My mother, Diane Mobley Strain, died on the first day of spring; March 21, 2007. Her lungs were inhibited by pulmonary fibrosis (also called interstitial lung disease) - an illness which gets progressively worse over time, until eventually the victim can't get enough oxygen. It's cause was never clearly established since ILD can have a wide variety of both biological and environmental causes.
For a time, she was sleeping with an oxygen tube at home and riding a scooter around since any extended walking would leave her coughing and short of breath. One day, she fell and severely broke her shoulder. She had to have surgery which included taking a piece of bone from her hip to rebuild the shattered shoulder area. However, the hip became infected and she had to then undergo a number of other surgeries to clean out the wound. Over this time, she was bedridden and became weakened. This, plus the anesthesia and general stress of the procedures accelerated her ILD to a critical point.
As she wished, she was asleep under the influence of pain killers once she had to have a ventilator. It was hoped that her body could get enough oxygen and clear out the CO2, but there simply wasn't enough lung tissue left for her to recover. With her family and closest friends around her bed, holding her hands, she passed away without any discomfort or suffering.
But the important thing about my mother is not how she died - rather, how she lived. She was many things to many people, but of course, my comments will focus on what she was to me as a mother. My earliest memory of her is sitting with me at the dining room table, struggling through my homework. As a child I'm told I was difficult because, although I wasn't mean or disrespectful, I had a tendency to daydream. This meant I had trouble in elementary school and it was very frustrating getting me to concentrate on my homework. Of course, I was completely incapable of appreciating her efforts at the time but she sat with me constantly, making sure I learned. In her unending attention (what a child would think of as strictness), she handed over all of her time to teach me about responsibility and give me a sense of living by principles.
But what was really rare about her was her combination of principled responsibility with incredible love, compassion, and sacrifice. She demanded a lot from others, but she always gave more than she got from the world.
She not only sacrificed her time, but she and my father sacrificed their money at a time when money was scarce in the family. This included things like sending me to private school to get me over my school difficulties, but it also included giving my brother and I the best childhood they could. They'd make huge sacrifices to provide special Christmas gifts for us like large high priced toys and computers - things most children from higher income families would be lucky to get.
My mother's compassion extended to those outside our immediate family as well. My parents were always taking extended family and friends into their house when they fell on hard times or needed support. In addition, she worked with my father in their churches to help feed, clothe, and provide companionship to the poor and homeless without making any demands of them.
I wasn't present, but my father told me about a time when he saw her admiring a very nice (and expensive) coat. She was surprised and thrilled when he unexpectedly bought it for her. It was cold that day so she put it on and they went out to run some errands for the church. Arriving at the home of a poor woman to bring her some things, they saw her sitting on the front steps, shivering. She had no money for heating and no coat. My mother instantly took hers and put it around the woman. She could see it looked like a very nice new coat and said, "I can't take this". My mother replied, "This old thing? I was about to throw it out anyway" and left her with it.
We also had a lot of good times. My mother could really appreciate and enjoy special times with the family and going to do fun things. She really glowed when she talked about them and I think enjoying things in life is part of what makes a person able to sacrifice where important and give where needed.

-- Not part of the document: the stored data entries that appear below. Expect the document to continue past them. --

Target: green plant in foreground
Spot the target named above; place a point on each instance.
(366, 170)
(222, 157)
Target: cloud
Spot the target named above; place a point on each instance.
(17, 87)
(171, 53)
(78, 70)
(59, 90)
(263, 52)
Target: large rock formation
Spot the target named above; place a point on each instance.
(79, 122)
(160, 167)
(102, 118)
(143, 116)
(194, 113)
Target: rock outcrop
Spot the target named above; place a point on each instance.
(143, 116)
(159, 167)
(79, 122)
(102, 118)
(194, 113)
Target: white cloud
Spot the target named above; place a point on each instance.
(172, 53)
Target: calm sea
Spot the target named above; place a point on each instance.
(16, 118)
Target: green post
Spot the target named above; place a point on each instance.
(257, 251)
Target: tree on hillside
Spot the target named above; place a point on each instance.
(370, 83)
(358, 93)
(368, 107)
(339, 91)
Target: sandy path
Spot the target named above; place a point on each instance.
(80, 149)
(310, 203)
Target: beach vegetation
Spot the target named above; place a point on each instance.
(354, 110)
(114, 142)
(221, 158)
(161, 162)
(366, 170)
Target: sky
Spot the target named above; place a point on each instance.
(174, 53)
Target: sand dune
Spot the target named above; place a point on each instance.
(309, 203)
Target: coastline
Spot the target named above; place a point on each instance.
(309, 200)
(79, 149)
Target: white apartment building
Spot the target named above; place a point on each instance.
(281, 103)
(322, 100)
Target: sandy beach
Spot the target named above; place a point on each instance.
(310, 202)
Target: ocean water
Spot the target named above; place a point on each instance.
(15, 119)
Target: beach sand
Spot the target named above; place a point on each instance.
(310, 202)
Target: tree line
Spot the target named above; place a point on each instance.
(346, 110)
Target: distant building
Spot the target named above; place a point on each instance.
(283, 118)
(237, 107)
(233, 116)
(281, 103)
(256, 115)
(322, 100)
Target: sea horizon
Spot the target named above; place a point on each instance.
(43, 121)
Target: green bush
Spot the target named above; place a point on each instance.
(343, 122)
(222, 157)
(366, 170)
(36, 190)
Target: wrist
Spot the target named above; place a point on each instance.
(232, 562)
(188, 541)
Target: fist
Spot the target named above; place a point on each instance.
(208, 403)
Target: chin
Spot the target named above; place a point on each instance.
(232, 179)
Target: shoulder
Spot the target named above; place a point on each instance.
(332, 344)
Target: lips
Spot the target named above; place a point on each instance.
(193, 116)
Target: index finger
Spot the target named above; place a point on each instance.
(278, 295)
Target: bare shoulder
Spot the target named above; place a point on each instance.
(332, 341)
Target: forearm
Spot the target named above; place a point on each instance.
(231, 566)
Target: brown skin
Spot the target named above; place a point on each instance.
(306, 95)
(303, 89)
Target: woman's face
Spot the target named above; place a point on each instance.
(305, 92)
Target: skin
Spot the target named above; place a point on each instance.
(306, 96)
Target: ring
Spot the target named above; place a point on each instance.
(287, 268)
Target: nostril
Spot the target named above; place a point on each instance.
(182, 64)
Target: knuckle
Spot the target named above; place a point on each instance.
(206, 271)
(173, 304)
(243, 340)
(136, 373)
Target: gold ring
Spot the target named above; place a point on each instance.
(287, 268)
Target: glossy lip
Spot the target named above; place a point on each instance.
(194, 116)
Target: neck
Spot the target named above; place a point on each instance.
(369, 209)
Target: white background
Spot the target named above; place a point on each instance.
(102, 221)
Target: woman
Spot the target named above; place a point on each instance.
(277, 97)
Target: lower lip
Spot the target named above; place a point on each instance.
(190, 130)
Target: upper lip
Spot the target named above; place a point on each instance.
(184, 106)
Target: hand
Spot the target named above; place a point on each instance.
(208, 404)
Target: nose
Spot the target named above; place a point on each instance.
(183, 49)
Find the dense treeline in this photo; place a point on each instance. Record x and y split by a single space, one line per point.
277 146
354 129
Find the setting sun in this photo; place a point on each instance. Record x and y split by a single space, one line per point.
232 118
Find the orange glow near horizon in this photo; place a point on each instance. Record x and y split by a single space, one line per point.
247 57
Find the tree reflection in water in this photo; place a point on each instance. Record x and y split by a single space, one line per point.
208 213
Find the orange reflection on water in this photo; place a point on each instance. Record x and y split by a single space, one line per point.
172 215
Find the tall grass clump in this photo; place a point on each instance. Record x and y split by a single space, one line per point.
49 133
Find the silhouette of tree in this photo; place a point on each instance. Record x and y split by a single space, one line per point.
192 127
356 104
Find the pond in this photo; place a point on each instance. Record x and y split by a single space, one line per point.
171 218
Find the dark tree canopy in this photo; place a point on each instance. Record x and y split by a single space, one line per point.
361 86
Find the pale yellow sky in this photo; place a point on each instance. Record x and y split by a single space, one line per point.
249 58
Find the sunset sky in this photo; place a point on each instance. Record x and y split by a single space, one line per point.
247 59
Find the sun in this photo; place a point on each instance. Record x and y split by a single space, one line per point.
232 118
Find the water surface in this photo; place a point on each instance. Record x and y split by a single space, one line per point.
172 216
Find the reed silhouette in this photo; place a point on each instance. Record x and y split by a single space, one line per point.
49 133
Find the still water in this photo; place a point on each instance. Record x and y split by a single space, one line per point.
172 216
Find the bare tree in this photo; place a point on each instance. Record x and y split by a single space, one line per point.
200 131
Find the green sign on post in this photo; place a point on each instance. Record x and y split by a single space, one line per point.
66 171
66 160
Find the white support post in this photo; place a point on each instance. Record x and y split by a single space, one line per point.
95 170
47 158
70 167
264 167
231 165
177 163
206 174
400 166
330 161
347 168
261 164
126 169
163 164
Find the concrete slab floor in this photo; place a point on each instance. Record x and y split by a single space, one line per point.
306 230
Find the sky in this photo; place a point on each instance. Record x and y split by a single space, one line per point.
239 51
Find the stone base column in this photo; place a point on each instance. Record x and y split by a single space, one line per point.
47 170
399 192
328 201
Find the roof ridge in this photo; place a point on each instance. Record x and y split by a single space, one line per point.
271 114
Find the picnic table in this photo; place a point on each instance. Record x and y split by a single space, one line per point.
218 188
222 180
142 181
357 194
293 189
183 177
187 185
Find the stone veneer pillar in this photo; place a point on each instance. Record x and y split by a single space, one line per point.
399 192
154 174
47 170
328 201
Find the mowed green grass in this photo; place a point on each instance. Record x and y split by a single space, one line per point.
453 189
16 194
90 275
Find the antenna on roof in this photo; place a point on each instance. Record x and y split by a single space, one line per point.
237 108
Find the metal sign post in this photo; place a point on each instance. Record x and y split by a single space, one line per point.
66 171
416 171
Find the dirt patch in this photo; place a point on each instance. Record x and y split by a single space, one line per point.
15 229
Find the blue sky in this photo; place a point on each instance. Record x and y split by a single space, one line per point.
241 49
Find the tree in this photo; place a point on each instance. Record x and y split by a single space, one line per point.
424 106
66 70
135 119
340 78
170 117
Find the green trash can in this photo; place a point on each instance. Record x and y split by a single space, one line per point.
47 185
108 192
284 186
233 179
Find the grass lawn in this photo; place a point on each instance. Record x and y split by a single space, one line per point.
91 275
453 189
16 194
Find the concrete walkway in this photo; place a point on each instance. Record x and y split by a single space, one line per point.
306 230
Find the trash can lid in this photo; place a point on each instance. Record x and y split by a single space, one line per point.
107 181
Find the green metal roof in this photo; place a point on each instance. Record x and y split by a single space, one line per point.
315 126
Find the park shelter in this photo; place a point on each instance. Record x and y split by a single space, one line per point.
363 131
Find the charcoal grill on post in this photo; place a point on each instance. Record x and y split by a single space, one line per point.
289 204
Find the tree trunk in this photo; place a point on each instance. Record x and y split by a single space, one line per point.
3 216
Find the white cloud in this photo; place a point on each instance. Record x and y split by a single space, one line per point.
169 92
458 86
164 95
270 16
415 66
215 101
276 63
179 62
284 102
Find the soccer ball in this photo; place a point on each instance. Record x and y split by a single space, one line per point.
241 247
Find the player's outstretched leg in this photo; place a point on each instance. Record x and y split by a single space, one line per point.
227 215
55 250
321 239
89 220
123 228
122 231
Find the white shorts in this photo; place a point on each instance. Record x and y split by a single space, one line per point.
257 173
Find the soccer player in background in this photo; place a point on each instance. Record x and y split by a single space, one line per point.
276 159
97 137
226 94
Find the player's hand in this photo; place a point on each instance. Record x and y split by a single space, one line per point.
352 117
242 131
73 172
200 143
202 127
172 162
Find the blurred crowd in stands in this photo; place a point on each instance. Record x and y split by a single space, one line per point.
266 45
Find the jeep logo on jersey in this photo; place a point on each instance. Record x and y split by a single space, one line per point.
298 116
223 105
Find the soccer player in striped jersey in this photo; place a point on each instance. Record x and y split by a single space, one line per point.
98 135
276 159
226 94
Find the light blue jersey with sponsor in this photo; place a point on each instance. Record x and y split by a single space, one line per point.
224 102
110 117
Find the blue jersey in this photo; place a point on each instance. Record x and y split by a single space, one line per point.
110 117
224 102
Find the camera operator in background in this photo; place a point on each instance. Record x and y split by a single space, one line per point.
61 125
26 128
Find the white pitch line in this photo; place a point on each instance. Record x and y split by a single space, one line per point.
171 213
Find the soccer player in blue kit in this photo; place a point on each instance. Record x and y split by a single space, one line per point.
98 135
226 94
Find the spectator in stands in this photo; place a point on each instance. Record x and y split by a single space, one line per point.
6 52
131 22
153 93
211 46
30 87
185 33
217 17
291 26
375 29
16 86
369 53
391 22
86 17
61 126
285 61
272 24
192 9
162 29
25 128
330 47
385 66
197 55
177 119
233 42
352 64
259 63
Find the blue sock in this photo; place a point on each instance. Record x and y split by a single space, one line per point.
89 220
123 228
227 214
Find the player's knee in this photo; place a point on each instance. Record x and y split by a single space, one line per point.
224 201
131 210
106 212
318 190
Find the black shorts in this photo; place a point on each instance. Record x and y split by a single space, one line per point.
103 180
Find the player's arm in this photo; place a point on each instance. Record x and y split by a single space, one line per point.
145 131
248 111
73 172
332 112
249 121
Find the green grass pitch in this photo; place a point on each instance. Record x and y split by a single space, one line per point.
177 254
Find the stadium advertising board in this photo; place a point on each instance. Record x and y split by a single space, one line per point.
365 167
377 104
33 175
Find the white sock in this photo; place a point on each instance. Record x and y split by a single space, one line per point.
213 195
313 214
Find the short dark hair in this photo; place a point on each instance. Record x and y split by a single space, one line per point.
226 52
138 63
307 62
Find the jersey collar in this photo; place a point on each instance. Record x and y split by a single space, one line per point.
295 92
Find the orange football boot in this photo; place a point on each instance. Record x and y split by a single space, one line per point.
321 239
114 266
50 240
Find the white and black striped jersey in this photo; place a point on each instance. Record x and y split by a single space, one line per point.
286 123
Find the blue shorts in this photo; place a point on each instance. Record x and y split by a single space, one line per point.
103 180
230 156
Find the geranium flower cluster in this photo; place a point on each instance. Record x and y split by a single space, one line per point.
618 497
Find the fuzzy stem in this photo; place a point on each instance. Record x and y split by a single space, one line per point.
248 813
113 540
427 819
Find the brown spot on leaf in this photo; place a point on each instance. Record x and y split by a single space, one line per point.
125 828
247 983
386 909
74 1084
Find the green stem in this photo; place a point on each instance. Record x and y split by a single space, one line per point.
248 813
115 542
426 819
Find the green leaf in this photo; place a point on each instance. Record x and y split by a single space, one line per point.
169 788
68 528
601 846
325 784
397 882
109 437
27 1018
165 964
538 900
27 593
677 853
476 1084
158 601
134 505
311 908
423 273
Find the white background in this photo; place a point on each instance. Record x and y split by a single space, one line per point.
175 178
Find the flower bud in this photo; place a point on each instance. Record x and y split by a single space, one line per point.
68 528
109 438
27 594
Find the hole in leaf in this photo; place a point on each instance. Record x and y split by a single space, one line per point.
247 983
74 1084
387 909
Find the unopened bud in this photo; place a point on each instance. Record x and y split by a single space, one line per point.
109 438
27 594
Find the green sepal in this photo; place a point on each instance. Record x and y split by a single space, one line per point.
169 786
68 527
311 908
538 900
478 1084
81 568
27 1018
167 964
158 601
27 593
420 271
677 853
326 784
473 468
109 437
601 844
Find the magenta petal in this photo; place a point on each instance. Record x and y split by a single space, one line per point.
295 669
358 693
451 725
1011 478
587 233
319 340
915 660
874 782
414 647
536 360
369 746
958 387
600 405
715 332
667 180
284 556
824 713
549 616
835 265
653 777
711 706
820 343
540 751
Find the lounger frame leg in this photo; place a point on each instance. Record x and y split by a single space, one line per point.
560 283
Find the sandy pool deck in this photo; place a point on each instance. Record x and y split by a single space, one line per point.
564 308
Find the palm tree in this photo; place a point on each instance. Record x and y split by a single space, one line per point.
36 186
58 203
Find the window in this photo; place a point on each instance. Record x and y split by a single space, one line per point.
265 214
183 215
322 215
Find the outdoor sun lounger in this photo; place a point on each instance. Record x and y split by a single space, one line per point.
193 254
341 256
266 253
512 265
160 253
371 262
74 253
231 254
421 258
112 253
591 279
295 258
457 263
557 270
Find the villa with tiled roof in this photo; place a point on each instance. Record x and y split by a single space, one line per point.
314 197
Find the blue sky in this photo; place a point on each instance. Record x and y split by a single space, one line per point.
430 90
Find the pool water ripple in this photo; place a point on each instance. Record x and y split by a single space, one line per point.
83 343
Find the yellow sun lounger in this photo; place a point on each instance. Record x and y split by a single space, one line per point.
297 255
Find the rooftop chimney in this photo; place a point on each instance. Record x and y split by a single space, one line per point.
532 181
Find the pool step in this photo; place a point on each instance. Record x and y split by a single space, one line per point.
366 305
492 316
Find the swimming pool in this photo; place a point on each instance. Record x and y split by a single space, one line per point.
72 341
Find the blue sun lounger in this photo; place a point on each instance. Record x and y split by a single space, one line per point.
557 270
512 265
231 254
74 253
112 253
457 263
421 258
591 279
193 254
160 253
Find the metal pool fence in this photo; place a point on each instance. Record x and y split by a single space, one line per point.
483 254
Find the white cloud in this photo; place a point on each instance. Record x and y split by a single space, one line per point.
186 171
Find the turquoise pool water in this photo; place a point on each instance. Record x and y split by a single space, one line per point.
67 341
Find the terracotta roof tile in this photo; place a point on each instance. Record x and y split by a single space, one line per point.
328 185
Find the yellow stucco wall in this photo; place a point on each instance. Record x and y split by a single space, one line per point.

As I look over pictures of her I've found some we took when we were visiting Los Angeles. A relative knew one of the guards at Paramount Studios so we were fortunate to get to tour the studio where they were filming Star Trek: The Next Generation
. I have a picture of myself sitting in Captain Picard's chair, with my parents sitting in the chairs on either side. We also got to see the Cheers
set and took a picture of all of us standing behind the bar holding up glasses. In all of these photos, including others from Christmas time and so on, I've noticed something. She always had a big smile, but it wasn't the same as mine. I could see in her face that it wasn't merely the event, or the trip, or seeing these things that was making her smile - it was that she was happy for us
- and happy that we were having fun together.
From the time I was born (actually before) to the day she died, for 35 years, her commitment to being the best mother she could be was absolutely unwavering. At one point as a teenager, when my brother was having problems, my mother told him that there was nothing he could do that would ever cause her to abandon or give up on him, and he says that knowing this was a point that saved him. Throughout our lives, her priorities were never confused. Her love was like the firmament of stars in our universe - it was as dependable as the sun's rising.
My mother's conscious experience in life has ended, but she has made an impact on her world and left it a better place than she found it. She and my father have made my brother and I what we are today, and her life has given inspiration and example to others, having subtle and far reaching effects beyond what we will ever fully realize. Through our experiences with her, she has passed on a part of who she was so that we may go on consciously experiencing the world through her eyes when we keep her in our thoughts. This is the best way we can honor her. She once carried me inside her, and I'll carry her inside me the rest of my life.